The reliability and validity of estimating unclearly reported blinding status in randomized clinical trials

Article type
Authors
Akl E1, Sun X2, Busse J2, Johnston B2, Briel M3, Mulla S2, You J2, Bassler D, Lamontagne F, Vera C, Alshurafa M, Katsios C, Mills E3, Guyatt G
1State University of New York at Buffalo, Buffalo, United States
2Clinical Epidemiology and Biostatistics, McMaster University, Hamilton, Ontario, Canada
3Basel Institute for Clinical Epidemiology, Basel, Switzerland
Abstract
Background: The Cochrane handbook classifies the risk of bias associated with blinding as: yes, no, or unclear. The usefulness of the rating could be enhanced if the currently unclear ratings could be accurately classified as probably yes or probably no. Objectives: To test the reliability and validity of classifying blinding, when unclearly reported in randomized trials, as likely or unlikely done. Methods: Following calibration exercises, two reviewers assessed the blinding of patients, providers, data collectors, outcome adjudicators, and data analysts in a duplicate and independent manner using a detailed instructions manual. The response options were: definitely yes, probably yes, probably no, and definitely no. After disagreement resolution, we attempted to contact authors for data verification. For each of the 5 questions, we assessed reliability by calculating kappa and weighted kappa using quadratic weights between the two reviewers for the 4 response categories and for 2 collapsed categories (probably yes merged with definitely yes, and probably no merged with definitely no). We assessed validity by calculating agreement between reviewers consensus and verified data. Results: Of 233 included reports, the percentage with unclear blinding status varied between 48.5% (patients) and 84.1% (data analysts). We obtained author verification for 46% of reports. Reliability was moderate for blinding of outcome adjudicators (κ=0.52) and data analysts (κ=0.42), and substantial for blinding of patients (κ=0.71), providers (κ=0.68) and data collectors (κ=0.65).

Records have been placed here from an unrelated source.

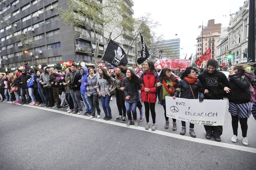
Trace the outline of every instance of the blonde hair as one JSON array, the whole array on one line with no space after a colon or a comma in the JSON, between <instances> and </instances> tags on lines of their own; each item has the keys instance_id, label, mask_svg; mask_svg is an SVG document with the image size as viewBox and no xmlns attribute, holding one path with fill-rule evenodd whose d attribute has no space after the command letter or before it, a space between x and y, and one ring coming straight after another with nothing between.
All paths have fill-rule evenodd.
<instances>
[{"instance_id":1,"label":"blonde hair","mask_svg":"<svg viewBox=\"0 0 256 170\"><path fill-rule=\"evenodd\" d=\"M244 64L234 64L232 66L233 66L233 70L237 70L238 72L244 72L246 71L245 69L247 67Z\"/></svg>"}]
</instances>

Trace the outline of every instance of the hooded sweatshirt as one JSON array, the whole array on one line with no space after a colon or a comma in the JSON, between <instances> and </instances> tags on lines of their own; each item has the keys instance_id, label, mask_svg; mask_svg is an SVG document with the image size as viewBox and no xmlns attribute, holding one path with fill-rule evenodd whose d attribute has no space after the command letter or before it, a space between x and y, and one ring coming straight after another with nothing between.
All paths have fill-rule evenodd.
<instances>
[{"instance_id":1,"label":"hooded sweatshirt","mask_svg":"<svg viewBox=\"0 0 256 170\"><path fill-rule=\"evenodd\" d=\"M89 84L87 82L87 77L88 76L88 71L87 67L85 66L82 67L81 68L83 69L84 72L82 75L82 78L81 81L81 86L80 86L80 90L81 93L87 93L86 86L89 85ZM81 74L81 73L80 73ZM86 86L84 85L84 83L86 83Z\"/></svg>"},{"instance_id":2,"label":"hooded sweatshirt","mask_svg":"<svg viewBox=\"0 0 256 170\"><path fill-rule=\"evenodd\" d=\"M227 79L223 73L215 70L212 73L209 73L206 69L198 75L197 78L201 81L204 91L206 89L209 91L208 93L204 94L205 99L223 99L226 94L224 88L229 86Z\"/></svg>"},{"instance_id":3,"label":"hooded sweatshirt","mask_svg":"<svg viewBox=\"0 0 256 170\"><path fill-rule=\"evenodd\" d=\"M20 81L22 82L22 84L20 84L20 87L22 88L27 88L27 81L30 78L31 76L30 75L27 74L27 70L26 69L23 69L22 70L24 71L25 72L24 74L22 74L20 77Z\"/></svg>"},{"instance_id":4,"label":"hooded sweatshirt","mask_svg":"<svg viewBox=\"0 0 256 170\"><path fill-rule=\"evenodd\" d=\"M52 85L50 82L51 73L47 72L46 70L46 69L47 68L49 67L46 66L44 67L44 73L40 75L40 80L42 81L41 83L44 88L52 88Z\"/></svg>"}]
</instances>

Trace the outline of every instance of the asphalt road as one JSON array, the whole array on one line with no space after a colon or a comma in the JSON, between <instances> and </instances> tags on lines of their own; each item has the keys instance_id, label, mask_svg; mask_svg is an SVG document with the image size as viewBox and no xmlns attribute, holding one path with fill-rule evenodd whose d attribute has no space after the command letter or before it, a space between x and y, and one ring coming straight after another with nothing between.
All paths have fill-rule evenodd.
<instances>
[{"instance_id":1,"label":"asphalt road","mask_svg":"<svg viewBox=\"0 0 256 170\"><path fill-rule=\"evenodd\" d=\"M164 128L159 104L154 133L143 130L145 118L138 127L116 122L115 100L110 102L110 121L103 120L102 109L101 120L94 121L63 114L64 109L0 103L0 169L256 169L256 121L252 117L248 120L248 146L241 143L240 127L237 143L230 141L233 132L227 111L221 143L205 140L202 125L195 125L196 139L187 132L184 140L179 138L186 138L179 135L180 121L177 131ZM254 151L243 149L251 148Z\"/></svg>"}]
</instances>

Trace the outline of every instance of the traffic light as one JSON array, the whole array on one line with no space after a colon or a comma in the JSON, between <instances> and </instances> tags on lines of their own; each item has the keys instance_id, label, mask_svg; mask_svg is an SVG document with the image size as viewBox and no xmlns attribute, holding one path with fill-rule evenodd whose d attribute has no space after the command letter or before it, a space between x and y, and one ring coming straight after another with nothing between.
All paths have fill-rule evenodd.
<instances>
[{"instance_id":1,"label":"traffic light","mask_svg":"<svg viewBox=\"0 0 256 170\"><path fill-rule=\"evenodd\" d=\"M233 57L234 55L234 54L232 54L231 53L232 51L226 51L226 56L227 58L230 59L231 58ZM227 53L227 52L228 52Z\"/></svg>"}]
</instances>

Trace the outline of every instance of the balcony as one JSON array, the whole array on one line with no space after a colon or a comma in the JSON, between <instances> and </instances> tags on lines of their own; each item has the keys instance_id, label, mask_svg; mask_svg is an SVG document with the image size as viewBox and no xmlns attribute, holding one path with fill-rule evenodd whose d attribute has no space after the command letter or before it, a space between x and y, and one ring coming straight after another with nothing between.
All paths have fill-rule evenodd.
<instances>
[{"instance_id":1,"label":"balcony","mask_svg":"<svg viewBox=\"0 0 256 170\"><path fill-rule=\"evenodd\" d=\"M76 52L80 52L86 53L90 53L91 47L88 46L80 45L80 44L76 45L75 51Z\"/></svg>"},{"instance_id":2,"label":"balcony","mask_svg":"<svg viewBox=\"0 0 256 170\"><path fill-rule=\"evenodd\" d=\"M91 41L91 38L90 35L87 31L82 31L79 34L79 38L84 39L85 40L89 40Z\"/></svg>"}]
</instances>

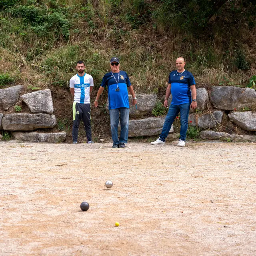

Reliability improved when analyzing weighted agreement and collapsed categories (Table). Validity was moderate for blinding of data analysts (κ=0.42), almost perfect for blinding of patients (κ=0.96), data collectors (κ=0.93), and outcome adjudicators (κ=0.85), and perfect for blinding of providers (κ=1). Conclusions: With the possible exception of blinding of data analysts, use of probably yes and probably no can enhance the assessment of blinding in randomized trials.